Dear baby boomers,
I’m 60 years old and live in Washington state, where cannabis is legal. When I get together socially with my fellow baby boomers, hardly anyone smokes cannabis. Here’s the typical story you hear at these get-togethers:
“I used to smoke pot when I was young. Then I got a real job, got married, had kids. I’d try it every once in a while, but it would make me paranoid. It wasn’t fun any more, so I just stopped.”
It’s worth noting that the person telling such a story usually has a glass of wine in his hand, a telling reminder that he gave up cannabis but has chosen not to abstain from alcohol. These boomers still enjoy altering their consciousness, but despite the increase of successful legalization efforts, they’re staying away from cannabis. Why?

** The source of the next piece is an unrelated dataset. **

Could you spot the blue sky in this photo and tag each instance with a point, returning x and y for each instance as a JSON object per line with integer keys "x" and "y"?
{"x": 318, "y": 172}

Here are the three reasons I hear most often:
- It’s too strong. A lot of today’s cannabis can have THC levels over 20%, so to a baby boomer that means one hit and you’re baked. Lots of people my age don’t like changing the channel so quickly and so markedly, so to speak.
- It’s a hassle to consume. Boomers aren’t so keen on cannabis stinking up the house nowadays, plus they think the smoke makes your eyes red and your mouth dry.

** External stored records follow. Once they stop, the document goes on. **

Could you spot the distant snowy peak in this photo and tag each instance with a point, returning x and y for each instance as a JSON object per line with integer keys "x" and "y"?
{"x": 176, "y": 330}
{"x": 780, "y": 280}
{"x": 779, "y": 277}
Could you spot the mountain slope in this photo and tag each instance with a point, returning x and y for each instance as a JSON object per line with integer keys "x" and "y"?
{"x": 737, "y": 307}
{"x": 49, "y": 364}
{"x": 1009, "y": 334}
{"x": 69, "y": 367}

- It can make you lazy, uncommunicative, and paranoid. Boomers often equate cannabis to something you try when you’re young, but as soon as you’re older and saddled with responsibilities, it feels like something you have to grow out of.
Still, if we’re comparing ways to feed your head, marijuana has some real advantages over alcohol. For example:
- It’s not poison (like alcohol), which means no risk of death or severely adverse health effects from over-consumption;
- It tends to make things like music and art really interesting;
- It can alleviate symptoms of some illnesses or medical conditions.
Of course, none of those advantages overcome their objections (potency; hassle; laziness). But there are ways to address these concerns — for boomers who want to give cannabis another chance, here are some recommendations:
Buy a Vapor (“Vape”) Pen
I’m tempted to just end this article with that sentence. Modern society has made some impressive technological advancements over the past few decades, and a vape pen is one such achievement that’s wonderful in so many ways. It eliminates the hassle of rolling a joint or loading a pipe. (There are two kinds of vapor pens: the kind you can load with cannabis flower material and the kind that has a little cartridge of liquid cannabis concentrate. I like the ones that use concentrate, as for me it means less fussing around). It’s all self-contained, akin to an e-cigarette. Plus, a vape pen is discrete. It pretty much looks like…well, a pen.
The next big advantage is that there’s no fire and, consequently, no smoke. The way a vapor pen works is that it heats a small amount of cannabis concentrate enough to deliver the goods but without producing smoke. Take a puff and exhale an odorless vapor. It’s easier on the lungs, smoke doesn’t get in your eyes, and a hit or two off a vape pen does not get you baked. You’ll feel it, but it’s comparable to the degree of effect you get from a single glass of wine.
Buy the Right Strain of Cannabis Concentrate
A vapor pen consists of two parts that fit together: the electronic heating part and a little cartridge that contains the cannabis concentrate. Any dispensary worth its salt is going to have a choice of cartridges with concentrates derived from different strains of cannabis. As a general rule, strains that are classified as sativa provide a more uplifting, euphoric effect that is great for stimulating conversation, playing Frisbee, or enlivening otherwise mundane chores such as vacuuming the house. Concentrates derived from indica strains are more sedating and good for parking on the couch and doing a Sopranos viewing marathon. Many strains are classified as hybrids, which exhibit varying combinations of effects. The Leafly app or Leafly.com can steer you in the right direction, as can a good budtender at a dispensary.
In short: Use the right strain in a vaporizing pen and you may have reason to reconsider all the objections you held against using cannabis. (And you’ll probably have a good time in the process!)